KNUN’s Secretary General Seth Panyako says all public servants basic salaries must be harmonised, even as they pile pressure on the government to implement their Collective Bargaining Agreement.

“We are still on strike,” said Panyako, “The ongoing negotiations have recorded good progress but an agreement is yet to be reached.”

He reiterated that it is urgent that the Recognition Agreement between the nurses and County Governments must be signed by authorised persons in law before any other agreement can be entered into.

“We are not going to agree on a return to work formula; it is the CBA that we have presented and we are looking forward to a harmonised one,” said Panyako.

The union stated that it will also follow keenly the other offers that may be given to any other public servants, to confirm that the benefits are equal.

On Friday, Panyako had expressed optimism that the talks were going to be fruitful, but the tone seems to have changed.

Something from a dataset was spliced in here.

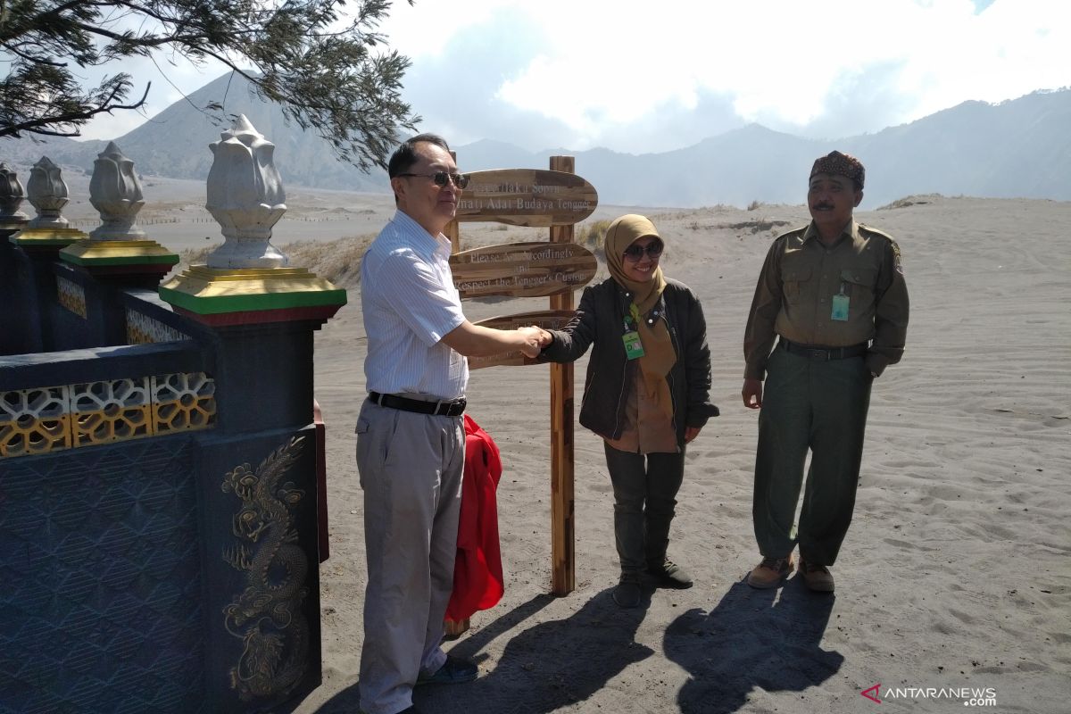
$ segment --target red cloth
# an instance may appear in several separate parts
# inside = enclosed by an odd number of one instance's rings
[[[465,477],[457,523],[454,590],[447,620],[465,620],[502,598],[502,553],[498,545],[498,502],[502,477],[498,446],[471,416],[465,414]]]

Already the government has moved in to salvage the situation at the Kenyatta National Hospital by deploying KDF doctors, but the situation may worsen if nurses there join the strike.

“We can’t call of a strike then after a month we are back at it again. No, this time round a permanent solution needs to be attained,” stated Panyako.

More than 20 people are reported to have died in several hospitals across the country following the doctors and nurses strike that kicked off on December 5, paralysing operations at several public hospitals.

The strike commenced after a meeting between the Kenya National Union of Nurses and Kenya Medical Practitioners and Pharmacists Union officials with the Health Cabinet Secretary Cleopa Mailu to discuss the signing of the contentious collective bargaining agreement flopped.